I stared at my future invention. It looked so small in his strong palm. So insignificant. But I knew better.

"But I can't—I don't understand it." His fist squeezed around the device, as though if he just tried hard enough, he could crush it out of existence. "I just didn't know what else to do."

I wrapped my hand around his, and I felt him shudder at the touch.

"I'm sorry, Marina. I just wanted—"

"It's okay," I whispered.

"I wanted to save you. I've always wanted to save you. Since I first saw your picture in those posters. I just didn't know how."

A flash of his letter appeared before my eyes—the letter in the future where he had told me he loved me. That he'd always loved me. And that he'd wanted to keep me safe.

Maybe things hadn't been exactly as they seemed. But nothing was as it seemed in the portals. Nothing could be trusted. Except what you could see in someone's eyes—what you could feel when you looked deep into their soul, and saw the truth staring back at you.

I took a step closer, so we were near enough to feel the warmth from each other's breath. And I looked into his eyes. "I love you," I said.

His eyes clenched closed with what looked like pain. He nodded. "And I love you."

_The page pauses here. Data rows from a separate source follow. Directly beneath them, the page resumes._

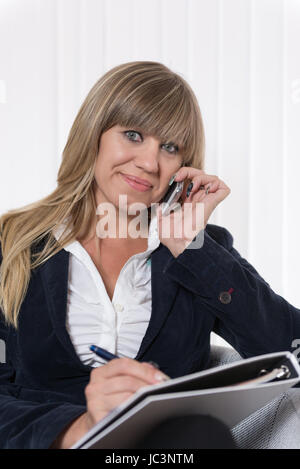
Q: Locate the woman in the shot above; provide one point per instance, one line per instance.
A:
(64, 286)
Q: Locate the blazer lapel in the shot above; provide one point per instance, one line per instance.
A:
(55, 279)
(164, 291)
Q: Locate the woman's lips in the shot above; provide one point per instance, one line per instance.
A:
(135, 185)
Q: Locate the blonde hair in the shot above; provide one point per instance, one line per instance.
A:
(142, 94)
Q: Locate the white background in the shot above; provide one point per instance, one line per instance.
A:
(242, 59)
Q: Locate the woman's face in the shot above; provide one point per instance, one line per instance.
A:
(128, 153)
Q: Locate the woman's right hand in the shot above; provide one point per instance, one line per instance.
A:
(109, 386)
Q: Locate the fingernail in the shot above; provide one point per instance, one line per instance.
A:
(172, 179)
(154, 364)
(161, 377)
(190, 187)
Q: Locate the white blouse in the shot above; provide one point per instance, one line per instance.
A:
(92, 318)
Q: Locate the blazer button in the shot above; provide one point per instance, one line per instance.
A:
(225, 297)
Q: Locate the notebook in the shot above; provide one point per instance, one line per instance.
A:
(229, 392)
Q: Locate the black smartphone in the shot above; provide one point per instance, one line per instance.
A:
(171, 197)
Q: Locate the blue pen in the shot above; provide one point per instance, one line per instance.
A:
(103, 353)
(110, 356)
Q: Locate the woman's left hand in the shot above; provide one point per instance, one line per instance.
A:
(207, 189)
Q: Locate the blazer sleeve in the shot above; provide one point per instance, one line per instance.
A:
(29, 418)
(253, 319)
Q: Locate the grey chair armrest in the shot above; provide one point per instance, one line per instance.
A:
(274, 426)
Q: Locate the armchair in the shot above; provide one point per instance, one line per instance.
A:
(274, 426)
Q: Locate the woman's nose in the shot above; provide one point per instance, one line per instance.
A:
(148, 156)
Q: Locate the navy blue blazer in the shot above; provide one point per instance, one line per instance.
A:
(42, 382)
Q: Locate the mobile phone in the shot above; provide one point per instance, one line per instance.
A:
(171, 197)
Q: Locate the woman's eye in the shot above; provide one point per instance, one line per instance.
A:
(175, 147)
(130, 134)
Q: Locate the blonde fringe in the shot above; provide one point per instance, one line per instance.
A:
(143, 94)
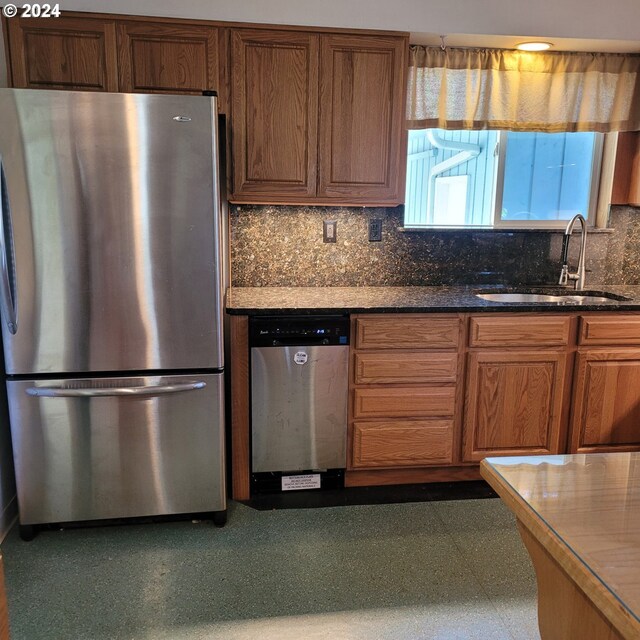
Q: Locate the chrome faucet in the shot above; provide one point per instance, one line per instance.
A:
(580, 274)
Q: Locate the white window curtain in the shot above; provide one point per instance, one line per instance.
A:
(522, 91)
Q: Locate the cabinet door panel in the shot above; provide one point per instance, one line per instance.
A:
(160, 58)
(610, 330)
(606, 412)
(63, 53)
(274, 125)
(513, 404)
(361, 118)
(401, 443)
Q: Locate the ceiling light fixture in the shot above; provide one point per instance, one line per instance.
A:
(534, 46)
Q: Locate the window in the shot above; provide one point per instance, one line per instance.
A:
(501, 178)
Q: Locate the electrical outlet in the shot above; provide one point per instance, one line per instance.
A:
(329, 228)
(375, 230)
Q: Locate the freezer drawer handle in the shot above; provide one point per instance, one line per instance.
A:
(7, 258)
(158, 390)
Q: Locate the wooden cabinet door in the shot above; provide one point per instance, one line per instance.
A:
(606, 401)
(164, 58)
(62, 53)
(514, 403)
(362, 97)
(274, 77)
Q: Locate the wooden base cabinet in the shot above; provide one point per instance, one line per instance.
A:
(514, 403)
(606, 403)
(405, 394)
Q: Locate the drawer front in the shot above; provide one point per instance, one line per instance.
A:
(407, 333)
(519, 331)
(610, 330)
(381, 402)
(389, 367)
(402, 443)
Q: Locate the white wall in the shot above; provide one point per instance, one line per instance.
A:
(595, 25)
(3, 64)
(8, 505)
(582, 19)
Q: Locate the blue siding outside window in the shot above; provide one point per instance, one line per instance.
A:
(547, 177)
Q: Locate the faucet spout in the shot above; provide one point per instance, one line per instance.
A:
(580, 275)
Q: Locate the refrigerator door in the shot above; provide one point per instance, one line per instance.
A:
(117, 447)
(111, 241)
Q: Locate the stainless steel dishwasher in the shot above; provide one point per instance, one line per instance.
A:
(299, 391)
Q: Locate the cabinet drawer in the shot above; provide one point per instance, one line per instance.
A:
(402, 443)
(407, 333)
(420, 366)
(519, 331)
(609, 330)
(380, 402)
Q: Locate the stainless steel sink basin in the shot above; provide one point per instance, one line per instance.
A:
(587, 297)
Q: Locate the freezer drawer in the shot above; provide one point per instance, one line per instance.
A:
(89, 449)
(299, 407)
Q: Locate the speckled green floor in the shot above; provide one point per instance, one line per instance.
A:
(404, 571)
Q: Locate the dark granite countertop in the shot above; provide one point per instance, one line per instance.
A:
(322, 300)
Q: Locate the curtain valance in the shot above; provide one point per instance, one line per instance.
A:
(522, 91)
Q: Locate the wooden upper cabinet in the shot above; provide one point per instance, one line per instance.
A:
(606, 401)
(514, 403)
(274, 78)
(62, 53)
(361, 155)
(165, 58)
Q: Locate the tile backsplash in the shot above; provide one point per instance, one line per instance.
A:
(282, 246)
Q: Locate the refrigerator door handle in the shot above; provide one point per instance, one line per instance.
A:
(8, 285)
(92, 392)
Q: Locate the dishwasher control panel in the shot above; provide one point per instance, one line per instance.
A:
(299, 330)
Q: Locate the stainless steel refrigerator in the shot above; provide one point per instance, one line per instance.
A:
(111, 293)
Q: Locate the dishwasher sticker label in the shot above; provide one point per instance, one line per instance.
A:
(308, 481)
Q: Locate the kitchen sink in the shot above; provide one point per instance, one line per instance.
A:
(554, 297)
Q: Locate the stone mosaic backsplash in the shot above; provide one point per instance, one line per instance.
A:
(281, 246)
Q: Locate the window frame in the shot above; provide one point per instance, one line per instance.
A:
(594, 188)
(596, 193)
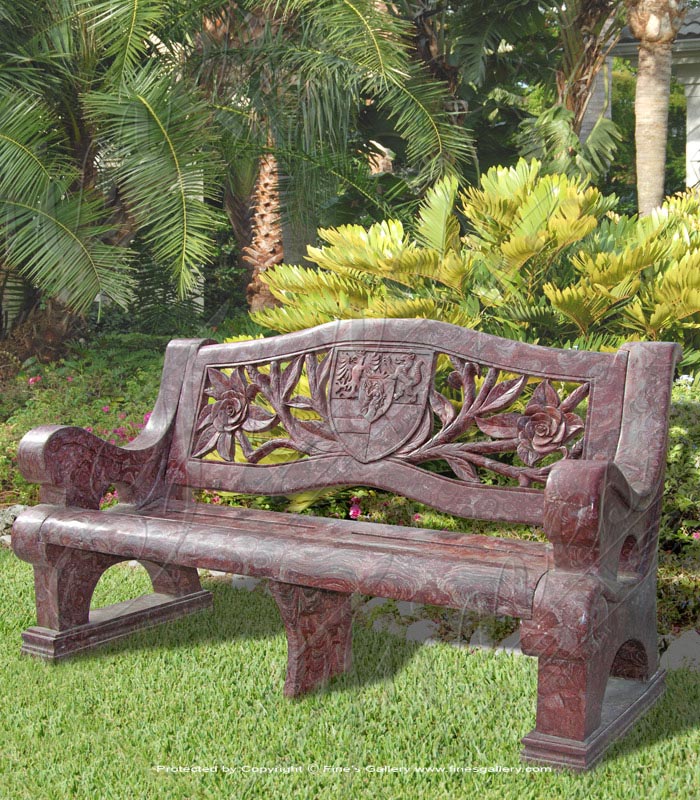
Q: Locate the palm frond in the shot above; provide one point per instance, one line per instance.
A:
(159, 142)
(59, 247)
(122, 29)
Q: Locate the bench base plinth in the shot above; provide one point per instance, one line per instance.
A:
(112, 622)
(625, 702)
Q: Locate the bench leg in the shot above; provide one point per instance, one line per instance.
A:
(594, 680)
(318, 624)
(64, 581)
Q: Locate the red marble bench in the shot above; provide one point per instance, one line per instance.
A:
(473, 425)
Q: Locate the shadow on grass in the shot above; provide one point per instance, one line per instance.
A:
(674, 713)
(242, 614)
(377, 657)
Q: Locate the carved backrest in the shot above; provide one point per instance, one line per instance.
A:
(463, 421)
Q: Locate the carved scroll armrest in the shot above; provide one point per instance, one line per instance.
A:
(75, 468)
(596, 521)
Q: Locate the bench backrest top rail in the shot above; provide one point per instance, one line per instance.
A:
(371, 402)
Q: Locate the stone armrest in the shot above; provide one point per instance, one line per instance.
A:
(74, 467)
(597, 522)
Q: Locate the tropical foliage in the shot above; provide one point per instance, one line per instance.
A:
(543, 259)
(118, 120)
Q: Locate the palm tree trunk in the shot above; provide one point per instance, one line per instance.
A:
(655, 23)
(651, 123)
(266, 248)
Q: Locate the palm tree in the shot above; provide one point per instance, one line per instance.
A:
(655, 23)
(588, 30)
(99, 142)
(291, 82)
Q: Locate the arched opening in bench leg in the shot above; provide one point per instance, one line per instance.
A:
(65, 581)
(318, 624)
(584, 706)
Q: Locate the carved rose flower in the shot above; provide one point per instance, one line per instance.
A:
(544, 427)
(232, 412)
(229, 413)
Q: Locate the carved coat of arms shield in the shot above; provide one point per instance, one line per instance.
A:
(378, 399)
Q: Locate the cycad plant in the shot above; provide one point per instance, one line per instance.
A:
(543, 258)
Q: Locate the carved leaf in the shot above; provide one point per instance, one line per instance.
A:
(205, 443)
(290, 377)
(502, 426)
(226, 446)
(299, 401)
(259, 420)
(503, 395)
(442, 407)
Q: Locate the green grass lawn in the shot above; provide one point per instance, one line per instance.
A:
(206, 692)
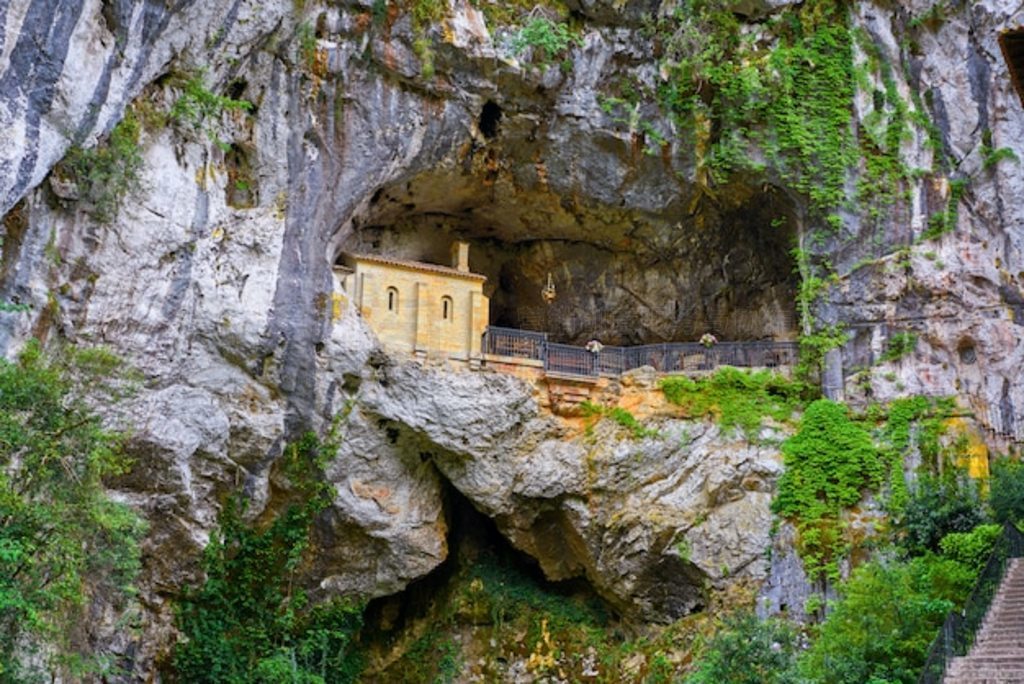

I stepped into his arms and he held me so tightly I thought he might squeeze me to death. I whispered things to him, not even realizing what they were. Things about the future. Things about the past.

And I kissed his face, and his cheeks, and his mouth, as he picked me up into his strong arms and carried me back towards the cabin.

"No matter what," I whispered to him at last as we entered the warm, safe room inside. As the heat from the fireplace seeped into my frozen back and warmed me down to my core.

"No matter what," he agreed.

And I didn't let myself think about anything else as he carried me to the bed in the back of the cabin, and in the darkness of that small room, there was only us and the last vestiges of moonlight caressing our faces through the window over the bed.